Monday, January 31, 2011

Guns, Germs, and Steel 2

Today we continued to watch Guns, Germs, and Steel. The part we watched was about Jared Diamond researching about the question the New Guinea people asked, how we have so much and they have so little. He started to look at the have's and have not's. He had to look way back, at a time where everyone lived the same. He had to look at where people were hunter gathers. Hunter gathers are people that hunt animals and gather food like wheat and berries and barley until everything was gone and then they left. Those people lived in huts. The problem with that way was that there is never enough time to hunt enough food for everyone so they usually rely on gathering. In the Middle East there was a lot more things to gather than in New Guinea. In the Middle East they gathered barley and wheat until a drought came on. By the time the drought ended the people discovered farming. They learned that you didn't have to move every time you ran out of things to gather or hunt. They learned that you could control the environment. They made the first granary. A granary is a place to store grain for a long period of time. The people of New Guinea are some of the first farmers ever. The problem with New Guinea is that there is not much protein in their crops. They even sometimes eat giant spiders to gain protein. Jared says it is just geographic luck to get healthy crops. New Guinea has crops like the sago tree. To get food out of the sago tree takes a lot of people and a lot of work. It takes 3-4 days to make dough and bake it. They also have some kind of root that they have to plant one at a time and again does not contain a lot of protein. 

Monday, January 24, 2011

Guns, Germs, and Steel 1

Today in school we watched the beginning of a movie called Guns, Germs, and Steel. The movie is based on the book by Jared Diamond.
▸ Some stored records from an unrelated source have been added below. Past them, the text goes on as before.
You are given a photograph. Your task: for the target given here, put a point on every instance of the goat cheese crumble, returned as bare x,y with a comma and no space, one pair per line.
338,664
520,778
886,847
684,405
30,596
Jared Diamond is a biologist in training and he loves to study birds. He is the main character in the movie. The movie takes place in the rainforest of Papua, New Guinea. The first few minutes that we watched were about people that live in less developed countries doesn't always make them less smart. People have been living in New Guinea for over forty thousand years, which is around the time of the Stone Age. Those people learned how to live in the wilderness with very little, that method has been passed on for years. Now people from New Guinea have been asking how we have so much and they have so little. That doesn't make us any smarter than them because they have so little. If you placed a typical American into the wilderness, they would barely be able to last for a day or two but if you placed a person from New Guinea in the wilderness they would be able to live a whole lifetime. Sure they don't know how to use a car or a computer but that doesn't make it any different from learning how to survive in the wilderness.